一人暮らしは初期費用や生活費など、思いのほか費用がかかるものです。今回は社会人の一人暮らしにかかる費用や平均貯蓄額を徹底解説します。また、看護師におすすめの節約術やお金の管理方法も紹介します。今後計画的に貯金できるようぜひ参考にしてください。
目次
社会人の一人暮らしにかかる費用は?
社会人の一人暮らしにかかる初期費用と1ヶ月の生活費をそれぞれ解説します。
一人暮らしの初期費用:家賃の4〜6倍が目安
初期費用とは賃貸契約にかかる費用のことです。一人暮らしの初期費用は家賃の4〜6倍が目安といわれています。以下は、初期費用の内訳と項目ごとの相場をまとめた表です。
初期費用の項目 | 内容 | 相場 |
---|---|---|
敷金 |
大家さんや管理会社に預ける費用 ※家賃滞納時の保証金や退去後の清掃費として差し引かれる |
家賃の1ヶ月分 |
礼金 | 大家さんへのお礼金 | 家賃の1ヶ月分 |
仲介手数料 | 不動産会社に支払う手数料 | 家賃の0.5〜1ヶ月分 |
家賃(共益費) |
入居した日からの日割り家賃と共益費 入居した月の翌月1か月分の家賃と共益費 |
家賃の1ヶ月分 |
火災保険料 | お部屋の火災保険料(2年更新が一般的) | 15,000〜20,000円 |
鍵の交換費用 | 鍵の取り替えに必要な費用 | 15,000〜20,000円 |
保証会社利用料 |
連帯保証人がいない場合に必要な費用 ※保証会社との契約が必須の物件も多い |
家賃の0.5〜1ヶ月分 |
初期費用は一般的に上記のような項目がありますが、実際に支払う金額は住みたいエリアや物件、不動産会社によって異なります。さらに、引越し時期によっても変動する場合があります。

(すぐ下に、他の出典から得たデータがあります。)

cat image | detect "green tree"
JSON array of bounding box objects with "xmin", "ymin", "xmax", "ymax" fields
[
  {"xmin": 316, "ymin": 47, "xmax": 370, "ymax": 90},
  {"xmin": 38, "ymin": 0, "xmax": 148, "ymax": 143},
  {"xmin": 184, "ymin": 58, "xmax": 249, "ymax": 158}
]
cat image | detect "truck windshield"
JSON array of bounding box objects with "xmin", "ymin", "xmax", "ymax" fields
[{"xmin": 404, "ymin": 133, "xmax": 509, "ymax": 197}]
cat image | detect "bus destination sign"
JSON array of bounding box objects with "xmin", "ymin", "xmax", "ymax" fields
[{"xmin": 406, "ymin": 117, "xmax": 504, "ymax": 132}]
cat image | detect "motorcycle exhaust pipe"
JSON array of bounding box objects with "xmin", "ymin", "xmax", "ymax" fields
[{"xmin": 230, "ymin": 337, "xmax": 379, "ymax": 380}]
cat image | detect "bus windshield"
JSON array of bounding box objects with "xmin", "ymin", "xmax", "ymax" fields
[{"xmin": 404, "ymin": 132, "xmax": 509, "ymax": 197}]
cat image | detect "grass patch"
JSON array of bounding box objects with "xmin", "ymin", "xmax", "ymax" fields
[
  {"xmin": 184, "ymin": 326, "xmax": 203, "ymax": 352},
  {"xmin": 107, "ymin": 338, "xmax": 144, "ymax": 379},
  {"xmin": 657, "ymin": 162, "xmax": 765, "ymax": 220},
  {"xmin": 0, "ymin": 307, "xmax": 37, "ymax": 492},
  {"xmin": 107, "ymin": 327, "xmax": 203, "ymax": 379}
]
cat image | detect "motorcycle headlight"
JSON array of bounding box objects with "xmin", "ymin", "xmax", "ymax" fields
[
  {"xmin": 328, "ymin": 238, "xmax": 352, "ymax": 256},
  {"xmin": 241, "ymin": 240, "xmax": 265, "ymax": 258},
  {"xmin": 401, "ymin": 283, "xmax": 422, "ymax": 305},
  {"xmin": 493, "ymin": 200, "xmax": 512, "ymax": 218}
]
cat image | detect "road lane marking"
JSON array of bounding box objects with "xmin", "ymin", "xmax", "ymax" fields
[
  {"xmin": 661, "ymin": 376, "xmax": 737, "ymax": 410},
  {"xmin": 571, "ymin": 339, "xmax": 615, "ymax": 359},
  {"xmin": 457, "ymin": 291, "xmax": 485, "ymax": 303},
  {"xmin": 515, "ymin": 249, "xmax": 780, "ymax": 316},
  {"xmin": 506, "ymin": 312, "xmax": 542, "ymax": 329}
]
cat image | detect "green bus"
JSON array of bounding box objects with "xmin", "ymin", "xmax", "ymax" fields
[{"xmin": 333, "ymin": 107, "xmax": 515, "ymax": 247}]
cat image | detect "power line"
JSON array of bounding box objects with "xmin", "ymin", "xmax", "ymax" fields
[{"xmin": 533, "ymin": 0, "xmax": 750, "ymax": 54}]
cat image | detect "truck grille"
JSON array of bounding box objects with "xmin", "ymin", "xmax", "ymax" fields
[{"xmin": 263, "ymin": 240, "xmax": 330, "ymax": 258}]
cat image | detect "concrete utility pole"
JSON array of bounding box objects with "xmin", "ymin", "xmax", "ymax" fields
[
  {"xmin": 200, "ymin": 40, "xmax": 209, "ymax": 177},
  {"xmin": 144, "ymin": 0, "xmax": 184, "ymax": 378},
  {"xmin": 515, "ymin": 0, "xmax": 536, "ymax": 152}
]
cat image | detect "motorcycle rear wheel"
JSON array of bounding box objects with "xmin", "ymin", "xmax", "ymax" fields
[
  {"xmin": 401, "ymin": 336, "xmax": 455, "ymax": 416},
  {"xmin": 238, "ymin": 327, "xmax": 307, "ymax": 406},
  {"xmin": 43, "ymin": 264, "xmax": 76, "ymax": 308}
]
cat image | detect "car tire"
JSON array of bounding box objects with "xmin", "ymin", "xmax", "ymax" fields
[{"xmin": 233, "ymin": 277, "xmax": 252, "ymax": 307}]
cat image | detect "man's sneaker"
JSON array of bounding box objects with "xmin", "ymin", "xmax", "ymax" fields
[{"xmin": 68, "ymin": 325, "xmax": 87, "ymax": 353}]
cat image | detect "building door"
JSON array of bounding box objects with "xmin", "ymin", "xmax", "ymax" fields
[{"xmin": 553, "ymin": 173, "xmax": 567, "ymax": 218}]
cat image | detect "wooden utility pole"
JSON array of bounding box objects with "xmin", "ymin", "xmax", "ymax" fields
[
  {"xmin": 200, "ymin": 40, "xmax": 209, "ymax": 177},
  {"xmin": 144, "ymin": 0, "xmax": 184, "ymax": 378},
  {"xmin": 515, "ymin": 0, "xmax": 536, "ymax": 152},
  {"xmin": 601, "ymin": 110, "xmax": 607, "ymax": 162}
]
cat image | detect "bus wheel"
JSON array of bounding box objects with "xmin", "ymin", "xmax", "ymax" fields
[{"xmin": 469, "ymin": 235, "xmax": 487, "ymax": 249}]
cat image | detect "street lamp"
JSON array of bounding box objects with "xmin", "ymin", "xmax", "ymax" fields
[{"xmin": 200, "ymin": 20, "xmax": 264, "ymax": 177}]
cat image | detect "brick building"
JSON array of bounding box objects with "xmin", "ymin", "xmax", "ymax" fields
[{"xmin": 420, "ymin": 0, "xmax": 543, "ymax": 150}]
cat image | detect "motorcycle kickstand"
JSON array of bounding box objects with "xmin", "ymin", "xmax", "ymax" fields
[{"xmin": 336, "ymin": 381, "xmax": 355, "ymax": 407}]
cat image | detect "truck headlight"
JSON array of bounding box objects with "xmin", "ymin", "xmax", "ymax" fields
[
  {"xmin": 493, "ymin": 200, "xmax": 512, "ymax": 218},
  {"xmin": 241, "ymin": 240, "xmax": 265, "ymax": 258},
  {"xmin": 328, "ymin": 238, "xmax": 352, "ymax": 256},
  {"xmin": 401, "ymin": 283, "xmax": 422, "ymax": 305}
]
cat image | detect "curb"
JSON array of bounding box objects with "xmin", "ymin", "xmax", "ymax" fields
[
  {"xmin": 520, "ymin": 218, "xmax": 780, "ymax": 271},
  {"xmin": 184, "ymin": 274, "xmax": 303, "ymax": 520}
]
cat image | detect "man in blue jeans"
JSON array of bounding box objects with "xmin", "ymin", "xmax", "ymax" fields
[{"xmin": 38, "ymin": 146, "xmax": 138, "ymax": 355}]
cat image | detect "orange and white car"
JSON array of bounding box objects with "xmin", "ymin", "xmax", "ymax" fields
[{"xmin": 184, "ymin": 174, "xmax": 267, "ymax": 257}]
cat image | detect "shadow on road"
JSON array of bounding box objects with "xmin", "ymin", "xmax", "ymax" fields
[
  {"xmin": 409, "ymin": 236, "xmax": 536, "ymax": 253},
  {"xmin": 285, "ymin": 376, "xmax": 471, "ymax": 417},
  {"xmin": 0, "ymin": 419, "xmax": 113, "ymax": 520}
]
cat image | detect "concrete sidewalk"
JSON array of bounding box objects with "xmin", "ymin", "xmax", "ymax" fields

また、はじめて一人暮らしをする人は、初期費用のほかに引越し費用、家具家電・生活用品代などがかかります。そのため一人暮らしを始めるにはある程度まとまったお金が必要です。
社会人になって一人暮らしを始める人は計画的に費用を貯めておきましょう。物件によっては敷金や礼金、仲介手数料が無料のところもあるため、初期費用をおさえたい人は検討してみてください。
一人暮らしの1ヶ月の生活費:およそ18万円
総務省が公表している2022年の家計調査結果では、民間借家(賃貸物件)に住んでいる単身世帯の一人暮らしの1ヶ月の生活費は178,138円となっています。以下は生活費の内訳と平均額をまとめたものです。
賃貸物件に住んでいる単身世帯の平均生活費(1ヶ月)
上記のデータは全国平均であるため、住んでいるエリアにより家賃や光熱費はばらつきがあります。とくに家賃は地域や物件の間取りに影響し、全国賃貸管理ビジネス協会が公表している全国平均家賃では、全国の地域別の平均家賃は3万円台から9万円代までと差があることがわかります。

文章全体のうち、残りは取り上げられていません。